We’re family, Riley thought.
She said, “We all need to talk to her. Come on.”
Followed by April and Gabriela, Riley went up the stairs and knocked on Jilly’s bedroom door.
CHAPTER TWENTY FIVE
The first time Riley knocked on Jilly’s door, she received no reply. She glanced back at April and Gabriela then knocked again.
This time Jilly’s voice called out …
“Leave me alone.”
Riley’s anxiety was rising by the second.
This isn’t going to be easy, she thought.
She called through the door, “This is your mother.”
After a short silence, she heard Jilly say …
“You can come in.”
As Riley opened the door and stepped inside, she saw that Jilly was sitting
in bed with her computer open on her lap. Her little dog, Darby, was lying sleepily beside her.
Jilly looked at her with surprise.
“Mom—what are you doing home?” she asked.
Then Jilly gasped aloud when she saw Gabriela and April follow Riley inside.
For a moment, Jilly stared at all three of her visitors with an expression of hurt and betrayal.
Then she burst into tears and said, “Oh, April … you promised not to tell Mom …”
April put her hands on her hips and said, “Yeah, well, I lied. What did you expect me to do? Deal with it.”
Everybody was quiet for a moment.
Then, to Riley’s relief, Jilly chuckled through her tears at April’s retort.
Riley could feel the tension in the room break as she, April, and Gabriela all laughed a little as well.
Riley sat down on the bed beside Jilly and said …
“I want you to show me.”
“Show you what?” Jilly blubbered.
“You know,” Riley said.
Jilly was wearing her nightgown. She pulled the covers down and pulled up her gown and showed Riley the cuts she’d been making on the inside of her upper thigh.

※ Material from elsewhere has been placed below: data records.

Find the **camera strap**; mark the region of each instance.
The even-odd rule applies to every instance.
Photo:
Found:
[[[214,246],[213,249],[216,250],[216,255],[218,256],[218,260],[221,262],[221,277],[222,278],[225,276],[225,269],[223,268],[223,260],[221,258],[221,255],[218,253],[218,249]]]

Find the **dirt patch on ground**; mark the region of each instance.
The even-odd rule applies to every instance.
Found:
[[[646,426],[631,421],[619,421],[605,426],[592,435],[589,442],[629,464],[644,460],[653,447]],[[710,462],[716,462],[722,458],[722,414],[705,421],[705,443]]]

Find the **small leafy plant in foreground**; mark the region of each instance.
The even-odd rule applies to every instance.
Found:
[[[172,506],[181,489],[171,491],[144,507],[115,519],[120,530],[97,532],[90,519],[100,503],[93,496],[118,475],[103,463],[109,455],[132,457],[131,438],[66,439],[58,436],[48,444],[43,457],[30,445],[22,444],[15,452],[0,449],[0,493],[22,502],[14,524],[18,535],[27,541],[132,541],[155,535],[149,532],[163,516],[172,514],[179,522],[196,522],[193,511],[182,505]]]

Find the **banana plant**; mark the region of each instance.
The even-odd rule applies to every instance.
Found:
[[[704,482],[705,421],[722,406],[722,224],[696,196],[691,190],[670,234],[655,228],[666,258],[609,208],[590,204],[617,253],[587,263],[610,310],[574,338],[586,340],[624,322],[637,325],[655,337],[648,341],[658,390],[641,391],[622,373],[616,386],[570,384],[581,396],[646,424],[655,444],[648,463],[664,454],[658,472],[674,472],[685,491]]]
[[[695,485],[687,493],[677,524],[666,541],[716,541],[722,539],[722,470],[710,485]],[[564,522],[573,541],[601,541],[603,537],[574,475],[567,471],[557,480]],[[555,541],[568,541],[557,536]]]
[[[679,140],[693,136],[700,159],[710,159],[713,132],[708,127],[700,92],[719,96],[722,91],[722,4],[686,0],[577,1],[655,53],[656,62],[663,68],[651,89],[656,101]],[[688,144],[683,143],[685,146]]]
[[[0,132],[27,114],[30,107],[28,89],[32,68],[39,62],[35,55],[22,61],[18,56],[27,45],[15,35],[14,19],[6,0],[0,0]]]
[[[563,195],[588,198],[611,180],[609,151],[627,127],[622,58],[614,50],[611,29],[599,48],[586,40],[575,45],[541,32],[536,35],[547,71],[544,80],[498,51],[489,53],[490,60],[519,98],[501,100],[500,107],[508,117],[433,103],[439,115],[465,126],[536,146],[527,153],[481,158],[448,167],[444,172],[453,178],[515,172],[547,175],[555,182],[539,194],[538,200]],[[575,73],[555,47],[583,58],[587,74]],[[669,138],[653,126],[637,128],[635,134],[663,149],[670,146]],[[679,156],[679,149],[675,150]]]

Riley was shocked by the number and depth of those wounds—almost as shocked, it seemed to her, as she might be by the scene of some grisly murder …
Maybe more shocked.
She was used to death and violence. She wasn’t used to this. She felt a stabbing pain deep inside …
Like I’m getting cut too.
There were six wounds in all, the freshest one just barely scabbed over. Others were red and looked like they might be infected.
Gabriela looked down at Jilly’s cuts and shook her head.
“¡Dios mío!” she said. “I must get something to take care of those!”
Gabriela hurried out of the room.
Tears were still running down Jilly’s face as she said to Riley, “I suppose you want me to tell you—why.”
“Do you think you can do that?” Riley asked.
Jilly shook her head no, but Riley thought …
It doesn’t matter.
She felt like she had a pretty good idea already, after her conversation with Mike …
Guilt.
Riley looked into Jilly’s big dark eyes and gently stroked her hair.